We'll need to have a suitable distinction of the names, this suggestion is bogus, of course.

ChristianZimpelmann commented 7 months ago

Great! This looks like a big step forward!

I wonder whether we should support another grouping, like "married" or "einstandspartner" ?

I agree, especially as we have p_id_einstandspartner as an input variable already. Just learned, that this would be the correct grouping for Grundrente as well (doesn't matter if taxes are filed jointly).

AFAIK, unmarried partners are considered for Grundsicherung im Alter, but not Grundrente. So I guess we needed three groupings (which should be all available from the input data):

MImmesberger commented 7 months ago

(I updated the original post following our discussion. Also, I added the two new groupings that are needed)

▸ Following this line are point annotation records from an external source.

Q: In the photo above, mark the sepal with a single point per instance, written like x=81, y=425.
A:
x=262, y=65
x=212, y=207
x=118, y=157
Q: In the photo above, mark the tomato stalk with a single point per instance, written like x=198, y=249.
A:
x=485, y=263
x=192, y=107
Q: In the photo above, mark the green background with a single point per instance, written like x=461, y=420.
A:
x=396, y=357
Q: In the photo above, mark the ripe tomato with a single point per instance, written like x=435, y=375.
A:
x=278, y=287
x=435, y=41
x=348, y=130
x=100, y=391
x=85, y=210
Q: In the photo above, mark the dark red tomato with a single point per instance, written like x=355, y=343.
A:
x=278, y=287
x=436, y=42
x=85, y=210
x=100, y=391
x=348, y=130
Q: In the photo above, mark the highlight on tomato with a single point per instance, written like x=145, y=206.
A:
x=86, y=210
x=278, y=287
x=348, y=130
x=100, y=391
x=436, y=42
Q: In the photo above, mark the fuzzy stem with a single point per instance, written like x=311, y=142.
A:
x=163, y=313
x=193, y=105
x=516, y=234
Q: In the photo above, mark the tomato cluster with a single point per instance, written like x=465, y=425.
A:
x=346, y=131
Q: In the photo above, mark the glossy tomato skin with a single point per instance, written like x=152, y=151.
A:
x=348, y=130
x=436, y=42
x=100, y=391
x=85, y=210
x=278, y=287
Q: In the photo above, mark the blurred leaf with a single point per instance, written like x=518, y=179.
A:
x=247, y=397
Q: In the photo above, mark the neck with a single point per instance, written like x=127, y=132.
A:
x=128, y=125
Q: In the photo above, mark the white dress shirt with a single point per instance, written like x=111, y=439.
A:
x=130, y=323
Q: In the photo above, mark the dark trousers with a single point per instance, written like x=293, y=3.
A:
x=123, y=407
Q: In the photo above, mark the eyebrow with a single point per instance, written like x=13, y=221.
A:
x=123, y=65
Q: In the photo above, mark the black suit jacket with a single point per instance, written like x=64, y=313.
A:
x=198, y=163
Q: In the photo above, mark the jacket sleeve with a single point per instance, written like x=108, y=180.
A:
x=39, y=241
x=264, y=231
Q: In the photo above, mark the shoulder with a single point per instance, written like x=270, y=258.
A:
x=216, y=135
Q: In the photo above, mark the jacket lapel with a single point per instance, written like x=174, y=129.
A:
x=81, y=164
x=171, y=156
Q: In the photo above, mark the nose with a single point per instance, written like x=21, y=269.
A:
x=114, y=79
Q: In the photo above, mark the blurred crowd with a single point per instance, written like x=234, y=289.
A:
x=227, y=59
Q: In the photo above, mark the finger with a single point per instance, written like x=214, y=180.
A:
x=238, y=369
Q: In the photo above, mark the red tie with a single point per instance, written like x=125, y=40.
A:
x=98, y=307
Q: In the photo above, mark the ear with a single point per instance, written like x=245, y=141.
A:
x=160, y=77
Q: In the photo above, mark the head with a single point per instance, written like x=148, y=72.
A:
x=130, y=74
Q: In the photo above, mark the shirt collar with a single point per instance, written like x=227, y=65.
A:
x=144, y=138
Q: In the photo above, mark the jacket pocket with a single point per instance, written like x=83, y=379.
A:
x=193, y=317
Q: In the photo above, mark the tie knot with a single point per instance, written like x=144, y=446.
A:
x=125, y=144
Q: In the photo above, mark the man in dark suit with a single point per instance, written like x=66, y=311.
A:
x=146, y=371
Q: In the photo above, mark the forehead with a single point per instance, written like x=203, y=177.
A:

MImmesberger commented 7 months ago

For ALG2 (_bg grouping), the Wohngeld priority check should still be on the _hh level for Wohngeld, correct? I'm referring to this function:

def wohngeld_vorrang_hh(
    wohngeld_nach_vermög_check_m_hh: float,
    arbeitsl_geld_2_vor_vorrang_m_bg: float,
) -> bool:
    """Check if housing benefit has priority.

    Parameters
    ----------
    wohngeld_nach_vermög_check_m_hh
        See :func:`wohngeld_nach_vermög_check_m_hh`.
    arbeitsl_geld_2_vor_vorrang_m_bg
        See :func:`arbeitsl_geld_2_vor_vorrang_m_bg`.

    Returns
    -------

    """
    return wohngeld_nach_vermög_check_m_hh >= arbeitsl_geld_2_vor_vorrang_m_bg
hmgaudecker commented 7 months ago

For ALG2 (_bg grouping), the Wohngeld priority check should still be on the _hh level for Wohngeld, correct?

Not quite. It is possible that some individuals in a household receive Wohngeld and others receive Bürgergeld.

To my understanding, Wohngeld is calculated at the household level but can be broken down to individual values. For the priority check, these should be aggregated at the _bg level and compared there. Does that seem correct, @mjbloemer @michaelhebsaker ? Would you have a reference of how to distribute Wohngeld across household members?

lars-reimann commented 7 months ago

A married indicator would be useful as well.

Should this be called married or verheirat? I'd wager this should go into demographic_vars.py, right?

hmgaudecker commented 7 months ago

A married indicator would be useful as well.

Should this be called married or verheirat? I'd wager this should go into demographic_vars.py, right?

I think I'd use ehe_id. Short enough and very clear.

lars-reimann commented 7 months ago

So, ehe_id instead of spouse_id and no additional boolean married variable?

hmgaudecker commented 7 months ago

Ah, sorry, I had not read through @MImmesberger's updates to the main issue. Yes, I think ehe is clearer, also since we are using German identifiers for the other groupings.

Instead of an extra indicator we can check for p_id_ehepartner >= 0, right? Should be easy enough, rather not add an extra variable.

lars-reimann commented 7 months ago

Instead of an extra indicator we can check for p_id_ehepartner >= 0, right? Should be easy enough, rather not add an extra variable.

Yes, that was the implementation of married anyway. I'll remove it again.